Politica e spettacolo, politica spettacolo: ma la presunzione dei ricchi, dei padreterni non paga più e, del resto, gli stessi candidati bastano e avanzano a fare lo show. Questa fame di divertimento, di luccichio con cui coprire tutto, a cui tutto ridurre; questo dover trasformare anche una competizione elettorale in un evento televisivo come il Superbowl: ecco un effetto non tanto edificante, non piacevole del condizionamento americano. Popstar e divi del cinema, convertiti in coscienze civili e ambientali, credono ancora di fare la differenza, ma è una illusione che finisce per indisporre, per scatenare l’eterogenesi dei fini.

Anche Trump, naturalmente, affonda in questa subcultura, anche lui ha i suoi testimonial, molti meno per la verità, ma ha soprattutto capito una cosa e l’ha capita già alla prima elezione, un’epoca fa: lui può farne a meno, lui, nel bene e nel male, è la star. Dite che può contare sul sostegno di uno che è tutto, industriale, persuasore, divo, come Elon Musk?

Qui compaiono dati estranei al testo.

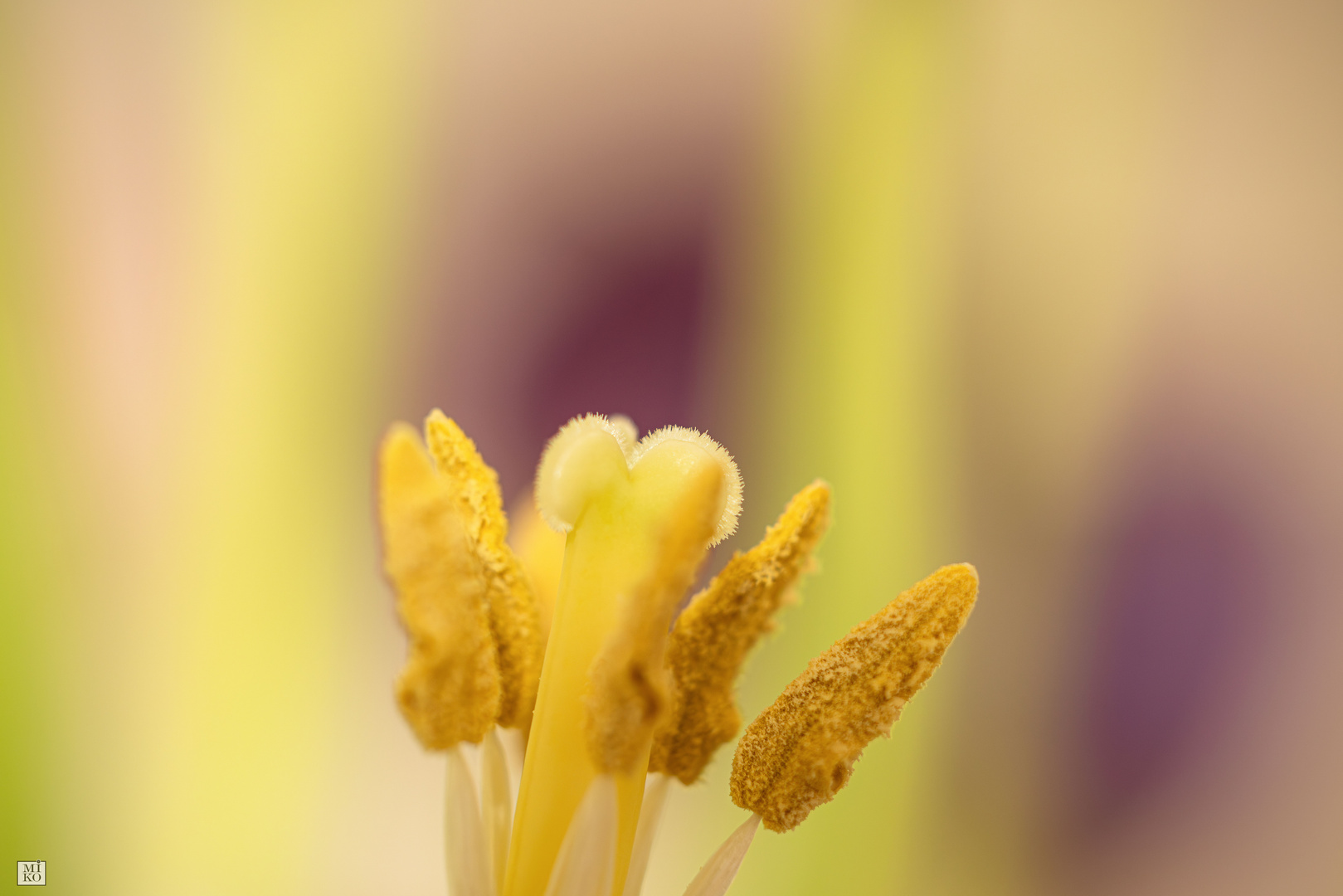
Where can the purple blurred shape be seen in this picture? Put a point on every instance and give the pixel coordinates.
(1180, 581)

Certo, ma Musk non è un semplice mercante di miraggi, è uno che crea, realizza, sta nella finanza ma ancora nella produzione, uno che “fa le cose” e non viene percepito per un semplice narciso, un velleitario dell’industria delle seduzioni. Uno che sembra avere, a prescindere dalle sue opinioni, un titolo diverso per esprimersi su questioni di geostrategia, di tecnologia, con relative conseguenze.

Perché ci sta dentro, le condiziona col suo immenso arsenale tecnologico, non sta a guardare, non pretende di insegnare al mondo come vivere solo perché è diventato famoso come star del palco o di Tik Tok. In Pennsylvania, a Pittsburgh a fare il coro per la Dem, Katy Perry, Cedric the Entertainer e Andra Day; a Philadelphia c’erano Lady Gaga, la potentissima Oprah Winfrey, Ricky Martin, DJ Cassidy e il rapper Fat Joe. Harris; a Las Vegas Christina Aguilera e il duo electro-dance Sofi Tukker; a Raleigh, in North Carolina, gli Sugarland, duo di musica country composto da Jennifer Nettles e Kristian Bush. Harris ha apparecchiato gli States con gli amici canterini nell’eterna fiera della vanità, il “non posso mancare proprio io se tutti gli altri ci sono”. Un “We are the world” di rara protervia: la gente ascolta poi dice: goodbye, stronzi, e vota come le pare.